Lake Kununurra is a freshwater man-made reservoir in the Ord River valley. The lake was formed in 1963 by the construction of the Ord Diversion Dam in Kununurra, northern Western Australia, which was built to supply water to the Ord River Irrigation Area. Prior to the diversion dam construction a natural permanent waterhole (or lake) held back by the Bandicoot Bar was known as "Carlton Reach", which was reputed to be the largest waterhole in the Kimberley.

==Description==
The lake stretches for 55 km upstream from the Diversion Dam at towards the larger Lake Argyle dam at . At the town of Kununurra the lake is connected to Lily Creek Lagoon. It contains freshwater crocodiles and 21 fish species, and is widely used for recreational fishing and boating by the residents of Kununurra and tourists. Because of the stable water levels in Lake Kununurra and its associated wetlands, it has well-developed fringing vegetation of grassland, rushes and woodland.
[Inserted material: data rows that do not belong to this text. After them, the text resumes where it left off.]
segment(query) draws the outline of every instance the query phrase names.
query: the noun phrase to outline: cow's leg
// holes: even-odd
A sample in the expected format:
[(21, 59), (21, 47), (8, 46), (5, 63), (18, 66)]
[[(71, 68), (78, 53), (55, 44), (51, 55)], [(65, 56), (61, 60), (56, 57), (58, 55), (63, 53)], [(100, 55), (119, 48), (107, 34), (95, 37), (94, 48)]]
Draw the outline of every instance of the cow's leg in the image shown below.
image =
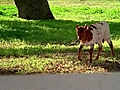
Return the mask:
[(98, 45), (99, 45), (99, 50), (98, 50), (98, 54), (97, 54), (96, 60), (99, 58), (99, 55), (102, 52), (102, 44), (98, 44)]
[(82, 61), (82, 59), (81, 59), (81, 51), (82, 51), (82, 48), (83, 48), (83, 45), (81, 44), (81, 45), (80, 45), (80, 48), (79, 48), (79, 52), (78, 52), (78, 59), (79, 59), (80, 61)]
[(94, 49), (94, 45), (91, 45), (91, 46), (90, 46), (90, 52), (89, 52), (89, 54), (90, 54), (90, 63), (92, 63), (93, 49)]
[(111, 40), (107, 41), (107, 43), (109, 44), (110, 48), (111, 48), (111, 53), (113, 56), (115, 56), (114, 50), (113, 50), (113, 43)]

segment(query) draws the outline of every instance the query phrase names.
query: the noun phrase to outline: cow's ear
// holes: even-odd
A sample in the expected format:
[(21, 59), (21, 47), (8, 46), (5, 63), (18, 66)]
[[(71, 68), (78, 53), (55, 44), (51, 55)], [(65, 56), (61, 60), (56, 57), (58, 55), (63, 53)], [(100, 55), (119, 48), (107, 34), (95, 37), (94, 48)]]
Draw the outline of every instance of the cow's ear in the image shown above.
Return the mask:
[(87, 29), (87, 24), (84, 25), (84, 28)]
[(77, 28), (77, 27), (79, 27), (79, 25), (78, 25), (78, 24), (76, 25), (76, 28)]

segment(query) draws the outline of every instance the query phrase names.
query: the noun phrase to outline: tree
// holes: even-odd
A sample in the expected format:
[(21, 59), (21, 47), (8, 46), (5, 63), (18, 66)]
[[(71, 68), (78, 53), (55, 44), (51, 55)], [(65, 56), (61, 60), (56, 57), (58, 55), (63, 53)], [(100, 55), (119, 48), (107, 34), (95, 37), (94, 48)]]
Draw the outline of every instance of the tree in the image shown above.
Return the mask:
[(24, 19), (54, 19), (47, 0), (14, 0), (18, 16)]

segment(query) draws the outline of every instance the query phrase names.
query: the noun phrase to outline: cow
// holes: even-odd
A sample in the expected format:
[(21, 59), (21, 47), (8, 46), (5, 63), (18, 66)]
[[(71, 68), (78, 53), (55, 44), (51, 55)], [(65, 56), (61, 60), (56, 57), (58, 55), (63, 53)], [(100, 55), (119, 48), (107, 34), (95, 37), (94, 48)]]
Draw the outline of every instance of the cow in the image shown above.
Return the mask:
[(111, 48), (111, 53), (113, 56), (115, 56), (114, 50), (113, 50), (113, 43), (110, 40), (110, 31), (109, 31), (109, 25), (107, 22), (99, 22), (95, 24), (91, 24), (87, 26), (86, 24), (84, 26), (76, 25), (76, 34), (77, 34), (77, 40), (80, 41), (80, 48), (78, 52), (78, 59), (82, 61), (81, 58), (81, 51), (84, 46), (90, 46), (90, 64), (92, 63), (92, 54), (94, 49), (94, 44), (98, 44), (98, 54), (96, 57), (96, 60), (99, 59), (99, 55), (102, 52), (102, 43), (104, 41), (107, 41)]

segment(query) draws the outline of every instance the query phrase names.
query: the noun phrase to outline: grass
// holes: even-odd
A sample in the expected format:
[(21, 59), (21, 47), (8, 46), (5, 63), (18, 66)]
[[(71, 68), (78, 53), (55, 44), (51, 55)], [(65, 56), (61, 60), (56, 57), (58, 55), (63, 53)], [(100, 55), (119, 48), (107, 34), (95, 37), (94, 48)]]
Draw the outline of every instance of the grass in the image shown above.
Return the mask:
[[(105, 73), (120, 70), (120, 2), (117, 0), (49, 0), (56, 20), (17, 17), (13, 0), (0, 0), (0, 74)], [(109, 4), (108, 4), (109, 3)], [(104, 51), (91, 67), (88, 48), (77, 60), (75, 25), (107, 21), (116, 57), (104, 43)], [(96, 56), (97, 45), (93, 58)]]

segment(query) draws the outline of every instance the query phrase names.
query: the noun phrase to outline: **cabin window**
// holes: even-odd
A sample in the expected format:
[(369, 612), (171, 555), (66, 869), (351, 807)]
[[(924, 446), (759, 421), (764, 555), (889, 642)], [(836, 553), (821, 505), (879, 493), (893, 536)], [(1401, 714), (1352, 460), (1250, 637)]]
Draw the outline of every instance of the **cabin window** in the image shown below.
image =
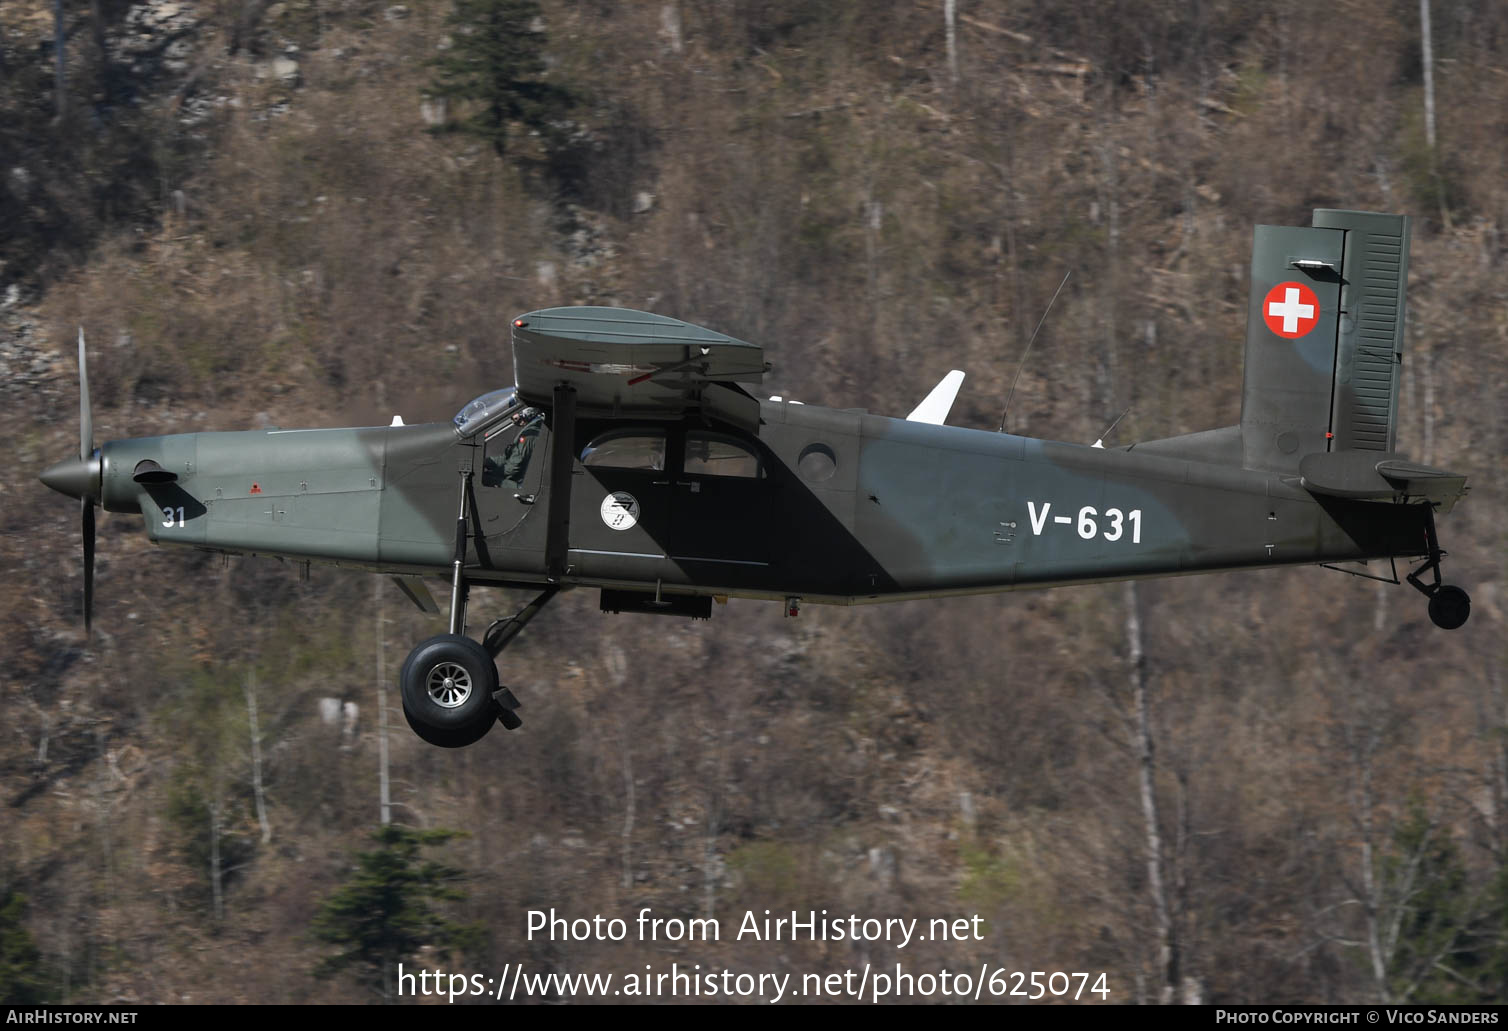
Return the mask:
[(826, 444), (808, 444), (796, 460), (801, 478), (812, 483), (822, 483), (833, 478), (838, 471), (838, 456)]
[(665, 434), (658, 430), (608, 433), (581, 452), (581, 464), (596, 469), (665, 468)]
[(692, 432), (686, 434), (685, 471), (694, 476), (758, 479), (759, 456), (731, 437)]

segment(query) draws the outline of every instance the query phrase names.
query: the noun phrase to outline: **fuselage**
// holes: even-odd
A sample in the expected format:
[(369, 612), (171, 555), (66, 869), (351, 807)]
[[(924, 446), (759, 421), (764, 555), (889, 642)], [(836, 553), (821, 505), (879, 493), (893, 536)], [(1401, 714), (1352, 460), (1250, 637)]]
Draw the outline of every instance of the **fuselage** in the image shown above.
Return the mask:
[[(465, 484), (476, 583), (552, 582), (547, 513), (564, 501), (553, 582), (832, 603), (1424, 551), (1417, 505), (794, 402), (760, 403), (757, 433), (696, 412), (581, 418), (569, 487), (554, 488), (568, 498), (550, 496), (548, 425), (502, 478), (516, 435), (432, 423), (112, 441), (101, 496), (161, 544), (449, 577)], [(176, 480), (137, 482), (148, 460)]]

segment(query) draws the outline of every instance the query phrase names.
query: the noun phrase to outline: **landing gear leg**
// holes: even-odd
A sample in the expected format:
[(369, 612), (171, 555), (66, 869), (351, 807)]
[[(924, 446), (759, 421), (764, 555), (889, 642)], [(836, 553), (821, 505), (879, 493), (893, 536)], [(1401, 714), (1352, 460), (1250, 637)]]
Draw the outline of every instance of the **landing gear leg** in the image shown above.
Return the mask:
[(450, 568), (450, 632), (466, 633), (466, 600), (471, 584), (466, 580), (466, 491), (471, 486), (471, 470), (461, 474), (461, 510), (456, 515), (456, 551)]
[(466, 636), (466, 577), (469, 539), (466, 502), (471, 472), (461, 475), (456, 514), (456, 549), (450, 575), (450, 633), (432, 637), (409, 653), (398, 680), (403, 715), (415, 734), (432, 745), (461, 748), (480, 741), (494, 722), (517, 730), (519, 701), (497, 680), (496, 659), (562, 588), (551, 585), (517, 613), (487, 628), (478, 644)]
[[(1424, 565), (1408, 575), (1408, 582), (1429, 599), (1429, 618), (1435, 626), (1442, 630), (1458, 629), (1471, 615), (1471, 596), (1454, 584), (1440, 582), (1440, 560), (1446, 553), (1440, 550), (1440, 538), (1435, 533), (1435, 508), (1429, 504), (1424, 508), (1424, 541), (1428, 557)], [(1425, 572), (1433, 574), (1433, 583), (1420, 579)]]
[(398, 674), (403, 717), (420, 738), (442, 748), (464, 748), (480, 741), (497, 717), (497, 666), (493, 655), (466, 636), (467, 490), (471, 470), (461, 474), (460, 510), (456, 514), (455, 558), (451, 563), (450, 633), (423, 641)]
The wetland system of the two lakes and the lagoon forms the Lakes Argyle and Kununurra Ramsar Site.
In 2014 a saltwater crocodile estimated to be 3 m long was spotted in the lake after bypassing dam walls. Local rangers lay baits in hopes of catching the creature.

==Birds==
The lake forms part of the Ord Irrigation Area Important Bird Area (IBA), so identified by BirdLife International because of its importance for wild birds, especially estrildid finches.

== Engineering heritage award ==
The diversion dam was declared a Historic Landmark of Agricultural Engineering and awarded an Engineering Heritage Marker by Engineers Australia as part of its Engineering Heritage Recognition Program.